Curiosity has several benefits. Research has shown that the more curious one is about a topic, the easier it is to learn about it. Curiosity stimulates the limbic system. Dopamine, the reward hormone, is released much as it is when one receives other incentives such as money. Curiosity can also help one overcome cognitive biases, stereotypes, and other cognitive limitations by prompting questioning about assumptions and orthodoxies.

Yet there are also significant barriers to curiosity: Individuals in leadership positions may feel pressure to be the one with all of the answers, not the questions. In one study by Francesca Gino of Harvard Business School, executives shared the fears that encouraging curiosity "would lead to disagreements, slow down decision making, and generally make their workforce harder to manage." The pressure to move fast in a crisis may also trigger a reliance on past experience without probing how closely previous events correlate with the current challenge.

To stimulate consistent curiosity and disciplined knowledge acquisition among crisis leaders, we and our colleagues developed a tool we call "driving to the known." In our classes, it has been useful in case study analysis. In the field, it serves as a guide for personal and group pursuit of understanding of what is happening and therefore what to do about it.

The four domains of knowledge.
Source: From 'You're It: Crisis, Change, and How to Lead When it Matters Most'

The Driving to the Known tool is arrayed on a 2x2 matrix. The axes are what is known and what can be known. This puts information into four domains:

  • Known knowns: This is what one knows that one knows. There is evidence to confirm it. For example, early in the coronavirus outbreak, leaders knew the number of confirmed cases and the identities of those individuals.
  • Known unknowns: This is what one knows one does not know. Yet the questions to ask and of whom to ask them are obvious. In the pandemic, one would immediately ask where the infected people had been, with whom they had contact, how severe the symptoms are, whether there have been fatalities, etc.
  • Unknown knowns: This is information that someone knows though the leader may not—and may not know whom to ask. The leader must actively seek out sources of knowledge such as subject matter experts. In this incident, the leader might contact infectious disease experts to see what they know about this virus and others like it. The leader may also, for example, search for engineers and architects who know how to address ventilation and other elements of risk mitigation from an airborne virus.
  • Unknown unknowns: These are things which could not ever have reasonably been known. For example, while one could anticipate social unrest because of the constraints related to the virus, no one could have anticipated the killing of George Floyd and the widespread protest it sparked in the midst of the pandemic. This domain can be useful in "what if" scenario planning.
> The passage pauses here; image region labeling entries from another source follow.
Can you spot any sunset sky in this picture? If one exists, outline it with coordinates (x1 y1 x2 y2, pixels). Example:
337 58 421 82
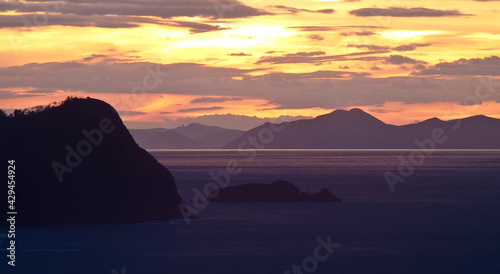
0 0 500 129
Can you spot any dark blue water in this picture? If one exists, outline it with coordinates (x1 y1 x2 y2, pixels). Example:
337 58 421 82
0 150 500 274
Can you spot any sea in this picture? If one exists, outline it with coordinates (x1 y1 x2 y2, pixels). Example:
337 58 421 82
0 150 500 274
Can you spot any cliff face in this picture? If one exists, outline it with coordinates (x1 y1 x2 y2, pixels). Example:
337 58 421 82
0 98 181 225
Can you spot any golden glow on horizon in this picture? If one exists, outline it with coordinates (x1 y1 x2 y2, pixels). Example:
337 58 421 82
0 0 500 127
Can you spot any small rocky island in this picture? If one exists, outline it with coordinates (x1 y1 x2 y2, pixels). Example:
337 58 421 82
210 180 342 202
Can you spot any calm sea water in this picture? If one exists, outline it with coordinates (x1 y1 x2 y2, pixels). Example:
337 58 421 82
0 150 500 274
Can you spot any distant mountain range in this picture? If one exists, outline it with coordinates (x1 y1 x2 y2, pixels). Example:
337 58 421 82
224 109 500 149
130 109 500 149
130 123 244 149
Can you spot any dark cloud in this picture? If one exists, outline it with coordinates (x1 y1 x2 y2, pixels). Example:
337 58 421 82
340 31 377 36
269 5 335 14
256 50 389 64
177 107 224 113
285 51 326 57
0 91 39 99
0 14 229 33
412 56 500 76
346 44 392 51
0 0 270 33
118 111 148 116
229 52 252 56
190 97 242 104
0 0 269 19
385 55 426 65
0 58 500 109
392 43 431 51
307 34 325 41
288 26 338 31
349 7 472 17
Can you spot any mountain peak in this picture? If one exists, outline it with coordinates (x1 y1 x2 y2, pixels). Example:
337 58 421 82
316 108 385 126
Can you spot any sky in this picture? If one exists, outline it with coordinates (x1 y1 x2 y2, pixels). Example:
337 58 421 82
0 0 500 129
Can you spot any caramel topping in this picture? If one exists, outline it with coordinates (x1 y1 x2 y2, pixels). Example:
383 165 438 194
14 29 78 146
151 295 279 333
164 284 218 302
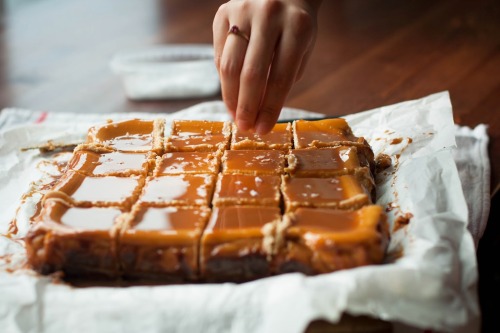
132 207 210 234
172 120 229 136
294 118 358 148
283 175 368 205
205 206 280 230
166 135 229 152
214 174 280 206
287 146 361 175
68 151 148 176
87 119 154 151
40 200 122 230
232 123 292 149
139 174 214 206
223 150 285 175
287 205 385 245
155 152 219 176
53 171 142 205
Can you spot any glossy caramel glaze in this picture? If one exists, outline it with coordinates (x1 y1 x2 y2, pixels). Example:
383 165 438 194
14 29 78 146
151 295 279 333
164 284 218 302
171 120 231 136
231 123 292 151
87 119 154 151
213 174 281 207
38 199 122 230
293 118 358 148
68 150 150 176
119 205 210 282
139 174 215 206
25 199 122 279
154 152 220 176
222 150 285 175
165 134 229 152
52 171 144 207
200 206 281 282
275 205 388 275
282 175 369 211
285 146 368 177
26 116 387 282
204 206 281 232
122 205 210 244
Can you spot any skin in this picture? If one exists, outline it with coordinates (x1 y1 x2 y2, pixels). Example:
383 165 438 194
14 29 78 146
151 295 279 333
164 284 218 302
213 0 321 134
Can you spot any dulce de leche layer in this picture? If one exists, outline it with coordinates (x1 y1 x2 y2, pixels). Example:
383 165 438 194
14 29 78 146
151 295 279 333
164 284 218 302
285 146 369 177
200 206 281 282
68 150 154 177
139 174 215 207
50 170 144 209
119 206 210 282
171 119 231 137
165 120 231 152
293 118 366 148
275 205 388 275
87 119 165 153
213 174 281 207
26 199 122 278
154 152 220 176
231 123 292 151
222 150 285 175
281 175 370 212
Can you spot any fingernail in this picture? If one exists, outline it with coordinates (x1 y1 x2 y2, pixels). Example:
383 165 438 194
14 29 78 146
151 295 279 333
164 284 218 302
255 123 273 135
236 120 254 132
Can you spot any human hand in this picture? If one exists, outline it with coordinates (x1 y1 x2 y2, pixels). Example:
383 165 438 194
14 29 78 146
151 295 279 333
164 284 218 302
213 0 321 134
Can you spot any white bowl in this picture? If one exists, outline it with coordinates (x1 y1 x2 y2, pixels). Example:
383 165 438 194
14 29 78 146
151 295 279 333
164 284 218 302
110 44 220 100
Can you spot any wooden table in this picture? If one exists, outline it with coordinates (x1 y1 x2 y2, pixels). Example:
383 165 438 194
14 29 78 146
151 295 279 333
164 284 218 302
0 0 500 327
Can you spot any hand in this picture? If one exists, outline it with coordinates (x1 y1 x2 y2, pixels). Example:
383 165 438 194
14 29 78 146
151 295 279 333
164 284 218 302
213 0 321 134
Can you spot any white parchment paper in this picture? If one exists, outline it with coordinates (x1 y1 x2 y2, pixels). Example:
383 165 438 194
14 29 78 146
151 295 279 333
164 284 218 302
0 92 489 332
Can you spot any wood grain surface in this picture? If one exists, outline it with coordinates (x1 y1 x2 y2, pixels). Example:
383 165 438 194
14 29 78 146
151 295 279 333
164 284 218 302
0 0 500 327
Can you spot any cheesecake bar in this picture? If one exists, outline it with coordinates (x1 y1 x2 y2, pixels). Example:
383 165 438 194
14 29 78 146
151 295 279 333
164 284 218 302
118 205 210 282
275 205 388 275
200 206 281 282
231 123 292 151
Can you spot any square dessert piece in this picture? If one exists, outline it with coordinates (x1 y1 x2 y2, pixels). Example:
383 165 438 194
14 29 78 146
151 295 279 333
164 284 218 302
231 123 292 151
222 150 285 175
165 134 229 154
213 174 281 207
46 170 144 209
285 146 370 177
87 119 165 154
293 118 367 148
200 206 281 282
68 150 155 177
26 199 122 278
281 175 370 212
139 174 215 207
275 205 388 275
119 205 210 282
171 120 231 137
154 152 220 176
165 120 231 152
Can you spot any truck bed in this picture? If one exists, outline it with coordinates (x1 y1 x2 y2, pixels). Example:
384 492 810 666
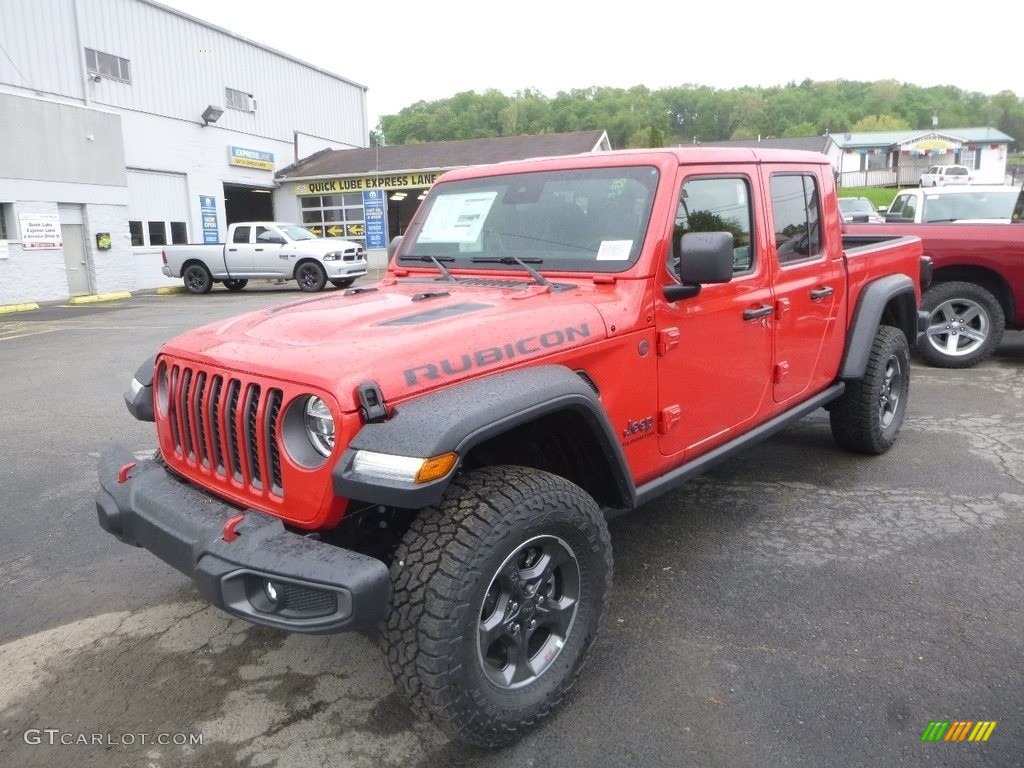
843 222 1024 329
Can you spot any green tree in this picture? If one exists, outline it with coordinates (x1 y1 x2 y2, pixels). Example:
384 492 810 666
851 115 910 133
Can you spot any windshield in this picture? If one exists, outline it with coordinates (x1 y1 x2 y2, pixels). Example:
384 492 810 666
923 186 1018 222
398 166 658 272
839 198 874 213
281 224 316 240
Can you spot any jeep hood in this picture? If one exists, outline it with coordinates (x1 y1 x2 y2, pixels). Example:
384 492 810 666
163 283 607 411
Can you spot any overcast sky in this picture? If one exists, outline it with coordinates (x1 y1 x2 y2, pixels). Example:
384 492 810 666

While the domain nomenclature can be mind- and tongue-bending, this construct makes it clear that there is always more to be known and that this quest may require looking beyond the usual sources. It pushes leaders beyond asking what is known to inquiring about what is not known. The answer to the second question helps illuminate negative space in the knowledge scape and spur further exploration. Actively pursuing "unknown knowns" can eliminate blind spots and reveal opportunities and potential traps by further completing the picture.

An effective crisis leader is one who asks questions that continually increase the content of the "known known" domain. This is a person who wants to know what is happening and also why. The understanding of root causes, stakeholder concerns, unanticipated contingencies, and unintended consequences are the source of insight that enables the leader to chart the course toward the best possible outcome. This only comes from relentlessly driving to the known.